Guidelines for human papillomavirus DNA test requirements for primary cervical cancer screening in women 30 years and older


  • Conflict of Interest: C.J.L.M. Meijer is member of the advisory board of Qiagen (formerly Digene) and received lecture fee from GSK. E.L. Franco provided occasional consultation to Gen-Probe and Roche. G. Ronco provided occasional consultation to Gen-Probe. F.X. Bosch provided occasional consultation to Qiagen and Roche. J. Cuzick is member of the advisory boards of Qiagen, Roche and Gen-Probe. P.J.F. Snijders provided occasional consultation to Roche and Gen-Probe. Qiagen, Gen-Probe and Roche are companies involved with HPV diagnostics.
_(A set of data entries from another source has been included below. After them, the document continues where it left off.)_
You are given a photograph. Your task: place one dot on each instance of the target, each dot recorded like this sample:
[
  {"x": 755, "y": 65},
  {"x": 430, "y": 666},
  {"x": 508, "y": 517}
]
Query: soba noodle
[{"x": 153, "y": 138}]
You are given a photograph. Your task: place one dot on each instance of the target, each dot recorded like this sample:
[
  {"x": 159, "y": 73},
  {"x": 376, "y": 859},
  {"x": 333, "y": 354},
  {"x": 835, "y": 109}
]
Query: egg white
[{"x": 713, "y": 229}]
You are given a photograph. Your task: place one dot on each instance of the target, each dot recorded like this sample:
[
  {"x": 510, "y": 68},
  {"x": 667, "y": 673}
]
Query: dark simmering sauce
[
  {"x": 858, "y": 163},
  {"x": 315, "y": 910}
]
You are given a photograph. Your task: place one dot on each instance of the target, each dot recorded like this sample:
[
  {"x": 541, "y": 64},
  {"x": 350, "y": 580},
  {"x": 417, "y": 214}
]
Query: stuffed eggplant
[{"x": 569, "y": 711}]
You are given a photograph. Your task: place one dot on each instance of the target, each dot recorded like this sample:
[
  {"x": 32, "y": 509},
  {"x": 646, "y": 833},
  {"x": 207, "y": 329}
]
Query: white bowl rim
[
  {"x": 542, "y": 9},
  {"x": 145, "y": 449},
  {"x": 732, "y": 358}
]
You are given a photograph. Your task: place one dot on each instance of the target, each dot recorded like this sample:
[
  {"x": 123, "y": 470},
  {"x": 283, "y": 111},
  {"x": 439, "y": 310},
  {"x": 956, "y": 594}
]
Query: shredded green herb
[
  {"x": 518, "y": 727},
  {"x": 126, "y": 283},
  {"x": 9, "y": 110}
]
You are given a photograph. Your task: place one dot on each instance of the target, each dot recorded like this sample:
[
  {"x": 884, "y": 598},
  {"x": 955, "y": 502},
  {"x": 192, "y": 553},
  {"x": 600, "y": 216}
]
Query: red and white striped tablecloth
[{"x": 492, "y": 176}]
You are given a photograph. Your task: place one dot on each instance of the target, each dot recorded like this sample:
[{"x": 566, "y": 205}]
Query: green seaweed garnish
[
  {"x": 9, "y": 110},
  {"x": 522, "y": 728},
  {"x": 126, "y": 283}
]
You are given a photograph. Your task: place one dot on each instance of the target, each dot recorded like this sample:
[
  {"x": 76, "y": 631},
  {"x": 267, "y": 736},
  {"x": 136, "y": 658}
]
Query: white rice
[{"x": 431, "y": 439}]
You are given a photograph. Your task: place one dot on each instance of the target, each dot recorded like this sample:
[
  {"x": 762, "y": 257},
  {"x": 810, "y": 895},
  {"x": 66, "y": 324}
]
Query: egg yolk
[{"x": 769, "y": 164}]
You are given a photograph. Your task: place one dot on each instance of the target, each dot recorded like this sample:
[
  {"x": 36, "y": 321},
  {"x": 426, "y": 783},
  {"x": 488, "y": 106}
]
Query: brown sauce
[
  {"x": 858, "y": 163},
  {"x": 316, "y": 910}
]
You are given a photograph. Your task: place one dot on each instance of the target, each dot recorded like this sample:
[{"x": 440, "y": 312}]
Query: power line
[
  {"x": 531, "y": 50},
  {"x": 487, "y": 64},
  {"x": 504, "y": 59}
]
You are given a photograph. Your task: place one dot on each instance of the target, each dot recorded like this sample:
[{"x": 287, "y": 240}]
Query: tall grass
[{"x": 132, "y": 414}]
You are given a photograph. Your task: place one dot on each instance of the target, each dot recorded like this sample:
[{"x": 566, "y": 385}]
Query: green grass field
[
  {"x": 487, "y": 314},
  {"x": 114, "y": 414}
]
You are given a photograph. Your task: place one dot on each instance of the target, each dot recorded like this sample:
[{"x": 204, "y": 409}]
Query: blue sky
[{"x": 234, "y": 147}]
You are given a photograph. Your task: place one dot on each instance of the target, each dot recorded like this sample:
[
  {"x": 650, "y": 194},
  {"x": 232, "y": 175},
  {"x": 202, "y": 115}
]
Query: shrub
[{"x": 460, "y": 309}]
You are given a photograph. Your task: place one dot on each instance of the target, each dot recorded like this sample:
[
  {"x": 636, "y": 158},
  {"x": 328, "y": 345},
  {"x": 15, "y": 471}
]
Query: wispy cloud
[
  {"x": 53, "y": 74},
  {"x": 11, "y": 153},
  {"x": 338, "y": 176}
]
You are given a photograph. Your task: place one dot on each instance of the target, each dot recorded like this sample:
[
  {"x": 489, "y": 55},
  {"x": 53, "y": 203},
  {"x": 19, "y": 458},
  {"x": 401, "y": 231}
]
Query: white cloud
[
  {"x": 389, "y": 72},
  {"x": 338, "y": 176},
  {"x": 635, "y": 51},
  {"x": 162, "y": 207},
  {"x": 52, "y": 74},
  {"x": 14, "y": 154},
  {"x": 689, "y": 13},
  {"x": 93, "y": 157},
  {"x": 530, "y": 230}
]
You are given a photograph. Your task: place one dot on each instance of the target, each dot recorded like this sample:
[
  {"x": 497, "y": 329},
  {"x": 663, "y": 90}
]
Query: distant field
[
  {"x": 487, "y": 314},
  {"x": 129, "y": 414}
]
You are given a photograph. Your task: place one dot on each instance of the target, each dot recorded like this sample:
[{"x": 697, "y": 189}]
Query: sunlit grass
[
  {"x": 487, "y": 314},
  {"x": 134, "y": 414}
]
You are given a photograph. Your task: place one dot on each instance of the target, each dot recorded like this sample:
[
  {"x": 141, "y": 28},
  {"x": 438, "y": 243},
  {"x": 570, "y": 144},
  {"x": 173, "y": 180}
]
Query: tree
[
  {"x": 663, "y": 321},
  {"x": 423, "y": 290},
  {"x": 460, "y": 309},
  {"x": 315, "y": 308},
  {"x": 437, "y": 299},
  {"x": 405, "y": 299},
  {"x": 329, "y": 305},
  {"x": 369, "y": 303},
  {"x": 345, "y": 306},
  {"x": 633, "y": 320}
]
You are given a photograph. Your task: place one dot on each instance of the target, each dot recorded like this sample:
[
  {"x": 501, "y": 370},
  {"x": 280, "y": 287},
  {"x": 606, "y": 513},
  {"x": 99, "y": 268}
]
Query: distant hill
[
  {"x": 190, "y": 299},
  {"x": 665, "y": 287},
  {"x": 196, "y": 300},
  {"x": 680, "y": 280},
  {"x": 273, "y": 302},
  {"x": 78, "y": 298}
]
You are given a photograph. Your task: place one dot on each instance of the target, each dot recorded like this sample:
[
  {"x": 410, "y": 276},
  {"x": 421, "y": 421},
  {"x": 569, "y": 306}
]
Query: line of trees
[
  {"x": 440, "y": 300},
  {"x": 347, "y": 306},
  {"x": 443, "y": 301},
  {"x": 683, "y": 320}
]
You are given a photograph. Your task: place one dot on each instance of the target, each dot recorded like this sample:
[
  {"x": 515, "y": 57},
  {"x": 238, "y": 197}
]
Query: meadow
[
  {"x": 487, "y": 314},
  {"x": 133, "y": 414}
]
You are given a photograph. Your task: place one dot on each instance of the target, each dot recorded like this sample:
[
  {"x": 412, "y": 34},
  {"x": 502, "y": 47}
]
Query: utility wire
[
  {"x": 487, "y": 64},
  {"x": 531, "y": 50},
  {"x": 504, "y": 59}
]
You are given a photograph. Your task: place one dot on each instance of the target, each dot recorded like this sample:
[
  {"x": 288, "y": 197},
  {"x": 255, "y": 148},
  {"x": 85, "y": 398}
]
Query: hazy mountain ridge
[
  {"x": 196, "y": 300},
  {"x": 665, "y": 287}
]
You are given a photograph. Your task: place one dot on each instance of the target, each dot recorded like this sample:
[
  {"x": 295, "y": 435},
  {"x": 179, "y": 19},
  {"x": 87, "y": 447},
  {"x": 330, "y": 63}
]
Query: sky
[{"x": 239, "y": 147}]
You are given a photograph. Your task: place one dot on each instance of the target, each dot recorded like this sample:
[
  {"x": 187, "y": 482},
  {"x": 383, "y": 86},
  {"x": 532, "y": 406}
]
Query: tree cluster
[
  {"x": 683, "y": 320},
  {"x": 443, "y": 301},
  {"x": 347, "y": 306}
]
Given the strong etiologic link between high-risk HPV infection and cervical cancer high-risk HPV testing is now being considered as an alternative for cytology-based cervical cancer screening. Many test systems have been developed that can detect the broad spectrum of hrHPV types in one assay. However, for screening purposes the detection of high-risk HPV is not inherently useful unless it is informative for the presence of high-grade cervical intraepithelial neoplasia (CIN 2/3) or cancer. Candidate high-risk HPV tests to be used for screening should reach an optimal balance between clinical sensitivity and specificity for detection of high-grade CIN and cervical cancer to minimize redundant or excessive follow-up procedures for high-risk HPV positive women without cervical lesions. Data from various large screening studies have shown that high-risk HPV testing by hybrid capture 2 and GP5+/6+-PCR yields considerably better results in the detection of CIN 2/3 than cytology. The data from these studies can be used to guide the translation of high-risk HPV testing into clinical practice by setting standards of test performance and characteristics. On the basis of these data we have developed guidelines for high-risk HPV test requirements for primary cervical screening and validation guidelines for candidate HPV assays. © 2008 Wiley-Liss, Inc.